In his column “Mates? Most married men waved our best friends goodbye years ago” this weekend, he cited a report by charity organisation Relate that about 4.7 million Britons report not having a best friend. In Middleton's case, he claims to come to this unhappy circumstance because his wife has removed their names from the “family address book” and replaced them with friends more to her own taste, usually couples or single women. Supposedly, this is why not only him, but many men, don't have besties.
Really? If you find yourself identifying with this man, there are probably a few other reasons people may not want to spend time with you.
1. You blame your wife for things that aren’t her fault. True, it is way easier than taking responsibility. But it also seems like a simplistic way to avoid your own shortcomings. For example ...
2. … You complain too much. There is nothing not good about sitting on the couch with a beer watching TV.
3. You don't stick up for your friends. If your wife is so domineering/jealous/manipulative – or any of the other negative inferences there are to be had in an article that accuses women of being the main reason you're a sad loser with no friends – then you really should have fought harder for your buddies. It seems they're all you've got.
4. You assume the secret to women’s friendships is time spent together criticising their husbands. Even on the rare occasions your wife manages to put down her pencil and eraser and step away from the "family address book", she will probably have lots to talk about with her friends besides you. Perhaps since she is married to a man who sits around at home complaining about doing nothing, she may spend some time lamenting her husband who sits around at home doing nothing. She and her mates will probably also talk about federal politics, their jobs, their children, Sydney house prices and Game of Thrones, because, well, it's 2014.
5. You use a "family address book".
Maintaining friendships is difficult, regardless of gender, especially once you’re in a long-term relationship, working and possibly trying to wrangle a couple of children.
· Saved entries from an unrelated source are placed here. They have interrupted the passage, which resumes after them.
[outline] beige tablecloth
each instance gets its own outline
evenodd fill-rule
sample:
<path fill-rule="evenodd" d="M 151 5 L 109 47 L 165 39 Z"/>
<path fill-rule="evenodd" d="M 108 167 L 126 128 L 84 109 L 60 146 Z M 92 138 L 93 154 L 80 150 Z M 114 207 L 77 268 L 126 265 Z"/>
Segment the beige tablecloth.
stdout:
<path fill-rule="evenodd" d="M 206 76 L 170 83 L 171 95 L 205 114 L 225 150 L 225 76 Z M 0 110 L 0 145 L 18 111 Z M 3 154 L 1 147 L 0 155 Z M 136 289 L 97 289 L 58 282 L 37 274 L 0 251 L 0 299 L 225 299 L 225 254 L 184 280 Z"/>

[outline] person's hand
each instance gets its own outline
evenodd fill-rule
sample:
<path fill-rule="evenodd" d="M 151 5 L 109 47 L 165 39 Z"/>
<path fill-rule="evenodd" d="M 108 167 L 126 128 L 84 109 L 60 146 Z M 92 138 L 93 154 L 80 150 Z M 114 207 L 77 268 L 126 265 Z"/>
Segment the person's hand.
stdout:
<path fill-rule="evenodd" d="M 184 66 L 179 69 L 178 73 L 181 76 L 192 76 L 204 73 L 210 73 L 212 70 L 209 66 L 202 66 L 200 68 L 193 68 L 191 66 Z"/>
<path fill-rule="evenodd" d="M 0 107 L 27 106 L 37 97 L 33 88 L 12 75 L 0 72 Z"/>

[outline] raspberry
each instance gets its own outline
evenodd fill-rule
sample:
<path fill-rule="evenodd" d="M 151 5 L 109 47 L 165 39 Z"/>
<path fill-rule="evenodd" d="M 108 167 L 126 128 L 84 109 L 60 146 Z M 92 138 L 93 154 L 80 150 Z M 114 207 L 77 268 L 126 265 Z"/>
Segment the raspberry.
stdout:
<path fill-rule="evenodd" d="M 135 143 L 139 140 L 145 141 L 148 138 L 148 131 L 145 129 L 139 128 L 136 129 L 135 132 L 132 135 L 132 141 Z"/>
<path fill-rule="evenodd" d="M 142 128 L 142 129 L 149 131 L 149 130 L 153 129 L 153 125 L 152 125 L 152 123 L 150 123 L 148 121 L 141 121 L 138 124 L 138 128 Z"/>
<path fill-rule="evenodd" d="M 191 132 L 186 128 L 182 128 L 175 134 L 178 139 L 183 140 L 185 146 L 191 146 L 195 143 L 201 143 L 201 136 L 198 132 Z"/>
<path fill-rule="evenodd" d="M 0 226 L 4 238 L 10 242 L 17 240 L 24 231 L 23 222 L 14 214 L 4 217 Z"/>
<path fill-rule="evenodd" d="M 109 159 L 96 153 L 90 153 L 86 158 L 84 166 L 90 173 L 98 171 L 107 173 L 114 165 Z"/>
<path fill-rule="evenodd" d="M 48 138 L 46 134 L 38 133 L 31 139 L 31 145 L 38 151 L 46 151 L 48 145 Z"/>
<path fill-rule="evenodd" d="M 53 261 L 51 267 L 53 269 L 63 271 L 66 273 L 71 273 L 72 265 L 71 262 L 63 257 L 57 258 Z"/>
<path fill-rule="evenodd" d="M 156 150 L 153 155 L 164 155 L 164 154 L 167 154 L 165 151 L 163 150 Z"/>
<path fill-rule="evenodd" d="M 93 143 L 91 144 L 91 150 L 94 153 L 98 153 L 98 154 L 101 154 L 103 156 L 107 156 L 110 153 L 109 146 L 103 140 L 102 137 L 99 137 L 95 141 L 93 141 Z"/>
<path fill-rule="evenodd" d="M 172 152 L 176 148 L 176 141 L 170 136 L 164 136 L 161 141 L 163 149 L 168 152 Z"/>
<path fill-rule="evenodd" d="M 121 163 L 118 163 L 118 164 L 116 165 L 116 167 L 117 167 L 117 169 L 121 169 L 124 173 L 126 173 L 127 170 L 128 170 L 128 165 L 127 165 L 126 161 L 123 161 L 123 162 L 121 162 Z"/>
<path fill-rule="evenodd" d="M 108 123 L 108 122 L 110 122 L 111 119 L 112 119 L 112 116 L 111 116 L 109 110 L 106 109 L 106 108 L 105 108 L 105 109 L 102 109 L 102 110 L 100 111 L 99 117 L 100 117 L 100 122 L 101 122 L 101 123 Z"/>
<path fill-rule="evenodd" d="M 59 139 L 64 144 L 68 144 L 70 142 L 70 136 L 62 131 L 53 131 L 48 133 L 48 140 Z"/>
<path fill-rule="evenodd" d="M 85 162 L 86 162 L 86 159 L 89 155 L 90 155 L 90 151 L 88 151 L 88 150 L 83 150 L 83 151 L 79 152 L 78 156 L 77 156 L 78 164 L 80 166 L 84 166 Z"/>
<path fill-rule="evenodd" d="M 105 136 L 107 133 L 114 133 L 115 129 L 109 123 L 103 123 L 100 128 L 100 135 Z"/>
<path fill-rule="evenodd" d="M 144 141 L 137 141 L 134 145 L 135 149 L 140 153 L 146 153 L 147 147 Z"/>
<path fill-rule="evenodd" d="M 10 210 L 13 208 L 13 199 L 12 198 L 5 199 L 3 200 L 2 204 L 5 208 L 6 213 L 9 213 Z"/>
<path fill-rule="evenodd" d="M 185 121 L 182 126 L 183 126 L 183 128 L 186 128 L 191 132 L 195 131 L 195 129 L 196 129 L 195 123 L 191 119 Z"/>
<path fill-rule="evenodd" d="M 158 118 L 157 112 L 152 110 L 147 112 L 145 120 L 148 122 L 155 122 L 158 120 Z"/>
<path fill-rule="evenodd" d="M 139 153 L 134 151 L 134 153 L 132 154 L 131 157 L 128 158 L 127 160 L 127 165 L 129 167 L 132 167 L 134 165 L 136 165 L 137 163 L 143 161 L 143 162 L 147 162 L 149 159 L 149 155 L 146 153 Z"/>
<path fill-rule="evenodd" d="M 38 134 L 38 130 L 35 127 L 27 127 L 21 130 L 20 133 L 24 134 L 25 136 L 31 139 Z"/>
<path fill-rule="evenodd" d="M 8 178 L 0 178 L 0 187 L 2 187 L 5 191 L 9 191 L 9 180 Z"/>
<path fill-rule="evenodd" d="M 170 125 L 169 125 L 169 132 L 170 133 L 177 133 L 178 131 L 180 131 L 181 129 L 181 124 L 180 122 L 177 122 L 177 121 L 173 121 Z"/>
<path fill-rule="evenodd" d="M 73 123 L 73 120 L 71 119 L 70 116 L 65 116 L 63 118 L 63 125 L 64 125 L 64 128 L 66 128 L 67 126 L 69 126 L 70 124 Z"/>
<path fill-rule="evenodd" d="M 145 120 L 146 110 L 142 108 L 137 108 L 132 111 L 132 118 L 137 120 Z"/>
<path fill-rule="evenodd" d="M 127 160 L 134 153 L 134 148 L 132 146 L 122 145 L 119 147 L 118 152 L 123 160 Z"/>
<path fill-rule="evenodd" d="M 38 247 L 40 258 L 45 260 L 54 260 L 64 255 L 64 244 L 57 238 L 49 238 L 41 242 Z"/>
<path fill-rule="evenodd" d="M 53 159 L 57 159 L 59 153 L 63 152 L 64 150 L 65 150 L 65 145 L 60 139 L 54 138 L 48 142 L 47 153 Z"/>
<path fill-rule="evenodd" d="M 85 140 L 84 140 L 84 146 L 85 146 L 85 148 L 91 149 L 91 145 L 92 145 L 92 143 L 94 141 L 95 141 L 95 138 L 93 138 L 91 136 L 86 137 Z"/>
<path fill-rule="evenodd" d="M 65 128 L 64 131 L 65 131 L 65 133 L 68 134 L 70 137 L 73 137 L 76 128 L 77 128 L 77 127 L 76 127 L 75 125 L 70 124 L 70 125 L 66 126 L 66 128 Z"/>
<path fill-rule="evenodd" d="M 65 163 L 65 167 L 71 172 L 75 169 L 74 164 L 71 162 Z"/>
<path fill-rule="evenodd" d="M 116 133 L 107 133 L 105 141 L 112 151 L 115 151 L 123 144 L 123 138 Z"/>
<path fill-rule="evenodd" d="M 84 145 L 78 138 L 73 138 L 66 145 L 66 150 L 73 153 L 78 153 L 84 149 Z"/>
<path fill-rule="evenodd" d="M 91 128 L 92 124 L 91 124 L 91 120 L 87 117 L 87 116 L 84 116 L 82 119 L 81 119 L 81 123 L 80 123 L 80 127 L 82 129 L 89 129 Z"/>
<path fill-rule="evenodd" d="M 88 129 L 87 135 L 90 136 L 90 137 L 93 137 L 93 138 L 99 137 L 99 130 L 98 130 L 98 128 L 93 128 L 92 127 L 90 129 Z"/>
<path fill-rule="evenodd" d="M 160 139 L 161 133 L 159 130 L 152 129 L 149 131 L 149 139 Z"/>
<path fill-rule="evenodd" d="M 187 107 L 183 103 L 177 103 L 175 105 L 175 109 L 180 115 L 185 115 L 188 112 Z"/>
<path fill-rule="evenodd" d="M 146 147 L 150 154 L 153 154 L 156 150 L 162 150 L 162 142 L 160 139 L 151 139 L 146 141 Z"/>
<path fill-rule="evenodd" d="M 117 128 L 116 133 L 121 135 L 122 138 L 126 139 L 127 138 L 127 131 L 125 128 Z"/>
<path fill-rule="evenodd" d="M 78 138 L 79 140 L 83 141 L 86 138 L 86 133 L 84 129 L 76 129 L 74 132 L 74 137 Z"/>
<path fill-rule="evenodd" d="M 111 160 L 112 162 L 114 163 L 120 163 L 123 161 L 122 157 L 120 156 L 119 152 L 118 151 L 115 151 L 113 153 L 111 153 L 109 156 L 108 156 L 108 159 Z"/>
For me, having friendships that are my own help me feel like I’m living my life instead of drowning in the mundane bits of it. Keeping them going takes time and effort, for example, a chain of 28 emails in the weeks leading up to a dinner out, and a flurry of text messages on the night. That doesn’t even include the juggling of child-rearing responsibilities between me and my husband.
Indeed, the precision planning that’s required to ensure one grown-up can leave the house at 7pm may be enough to lure many into a funk of lonely couch-sitting but, in the end, hanging out with friends makes most people happy, which – in turn – feeds into the success of a long-term relationship.
If you have time to moan about your lack of mates, you probably have time to track down their emails and invite a couple of them out for a meal.